Step 1: List what you delivered
Before opening an invoicing tool, write down exactly what you’re billing for. This becomes the line items on your invoice.
For each deliverable or service, note:
- What it is (specific, not vague)
- Quantity or hours
- Rate (per hour, per item, or flat fee)
- Any project-specific details the client would recognize
Example line items:
- Website homepage copywriting — 1 page — $1,200
- Product description rewrites — 8 descriptions — $75 each — $600
- Content strategy consultation — 2 hours — $150/hr — $300
Being specific on line items reduces the most common invoice dispute: “What is this for?” Clear line items mean clients recognize the work, remember agreeing to the price, and approve payment without questions.
Step 2: Build the invoice
Every invoice needs the same core fields.
Your information:
- Your name or business name
- Address (business or mailing)
- Email and phone
- Website (optional)
Client information:
- Client name and company name
- Billing address
- Email address for the invoice
Invoice details:
- Invoice number (unique sequential number — e.g., INV-2026-047)
- Invoice date (date you’re sending it)
- Due date (calculated from your payment terms)
Line items:
- Description of each service
- Quantity or hours
- Rate
- Subtotal per line
- Subtotal before tax
- Tax (if applicable)
- Total due
Payment terms:
- Net 14, Net 30, or Due on Receipt
- Payment methods accepted
- Bank transfer details, payment link, or check instructions
Optional but useful:
- A brief note (“Thank you for the opportunity to work together — I enjoyed this project.”)
- Late fee clause (“Invoices unpaid after 30 days will incur a 1.5% monthly late fee.”)
- Your business registration/tax ID if required in your jurisdiction
Invoice number discipline matters more than it seems.

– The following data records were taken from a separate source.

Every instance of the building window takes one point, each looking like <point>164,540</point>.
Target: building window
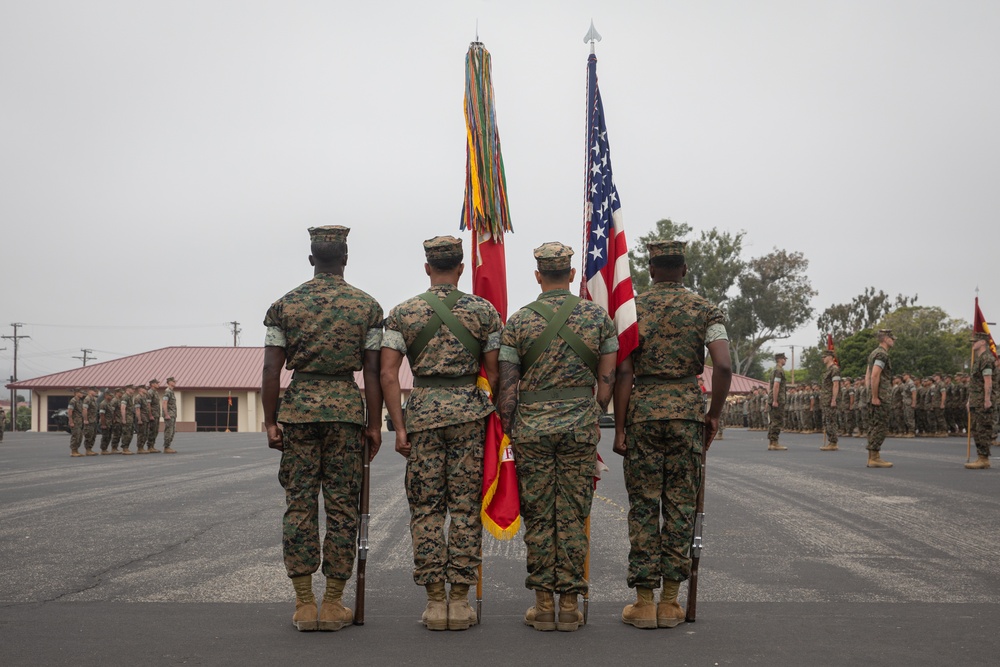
<point>216,413</point>
<point>57,403</point>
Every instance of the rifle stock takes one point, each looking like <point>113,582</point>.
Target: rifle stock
<point>359,602</point>
<point>696,546</point>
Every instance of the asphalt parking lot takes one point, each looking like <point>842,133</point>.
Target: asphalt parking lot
<point>810,558</point>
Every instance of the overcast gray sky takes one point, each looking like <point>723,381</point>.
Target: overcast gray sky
<point>161,161</point>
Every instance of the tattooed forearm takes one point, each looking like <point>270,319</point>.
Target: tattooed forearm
<point>510,376</point>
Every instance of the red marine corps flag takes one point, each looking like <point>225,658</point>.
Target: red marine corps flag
<point>486,213</point>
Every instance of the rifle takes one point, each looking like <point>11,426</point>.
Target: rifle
<point>359,603</point>
<point>696,546</point>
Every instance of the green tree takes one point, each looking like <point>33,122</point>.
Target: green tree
<point>713,259</point>
<point>863,312</point>
<point>773,301</point>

Sequential invoice numbers make record-keeping clean, make it easy to reference specific invoices in disputes or questions, and are sometimes required for tax purposes. If you’re just starting out, INV-001 is fine. If you have multiple clients, INV-CLIENTCODE-001 keeps things organized.
Step 3: Set the due date
The due date should match what’s in your contract. If you didn’t specify payment terms in the contract, use:
- Net 14: Standard for most freelance work. 14 days gives clients enough time to process without creating too long a wait.
- Net 30: Standard when working with larger organizations or companies with formal accounts payable departments. Expect the payment to come on day 28–30.

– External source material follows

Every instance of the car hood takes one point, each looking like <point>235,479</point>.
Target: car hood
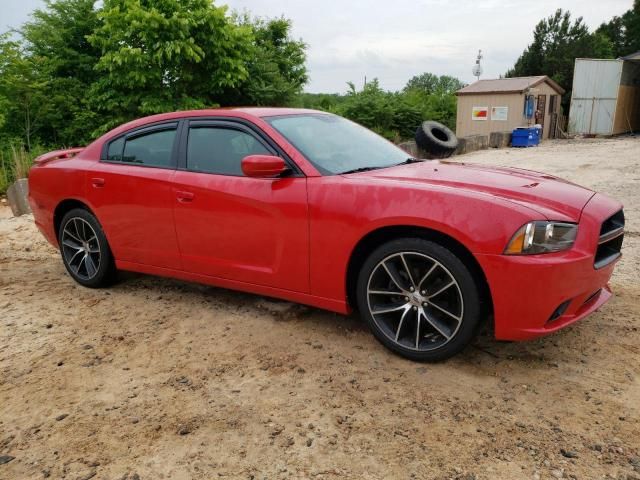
<point>548,195</point>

- Due on Receipt: Reasonable for small or one-time work, or for clients with a history of late payment. Some clients read this as aggressive; others appreciate the clarity.

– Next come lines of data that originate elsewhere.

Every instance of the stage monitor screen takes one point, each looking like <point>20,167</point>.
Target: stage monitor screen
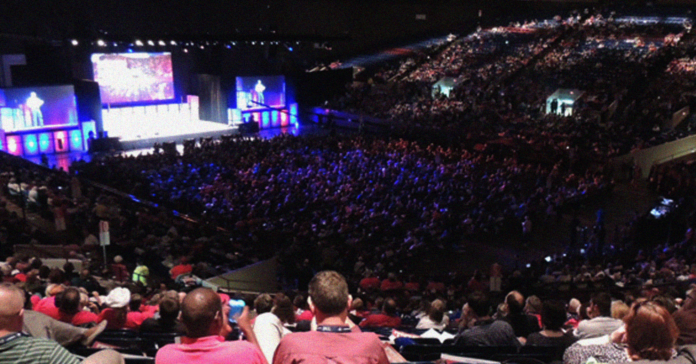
<point>37,107</point>
<point>132,78</point>
<point>260,92</point>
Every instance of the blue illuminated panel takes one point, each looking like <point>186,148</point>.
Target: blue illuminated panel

The fastest-paying invoices are Net 14 or shorter. Every extra day in your payment terms is a day you’re effectively extending credit.
Step 4: Send the invoice
How you send the invoice matters.
Email remains the standard method. Send as a PDF attachment (not a Google Doc link — PDFs are final, printable, and can’t be accidentally edited). Name the file clearly: Invoice-2026-047-ClientName.pdf.
Include a short cover note in the email body:
Hi [Name],
Please find attached Invoice #2026-047 for [project name], totaling [amount], due [date].
[Payment link or instructions]
Please let me know if you have any questions.
[Your name]
Keep it brief. The invoice is the document — the email just needs to flag that it’s there, state the due date, and include payment instructions.
If you use invoicing software, the tool typically sends a branded invoice email with a built-in payment link. This is cleaner for the client experience and faster for payment, since the client can pay in one click from the email.
Step 5: Track whether it’s been viewed
For emailed PDF invoices, tracking is manual — you won’t know if the client opened the email or downloaded the file unless you follow up.
For invoices sent through software (Waco, FreshBooks, Wave, HoneyBook), most tools show when the invoice was viewed, how many times, and sometimes whether a payment was initiated. This changes your follow-up approach:
- Not viewed after 3 days: Send a gentle check-in (“Just making sure this arrived in your inbox”)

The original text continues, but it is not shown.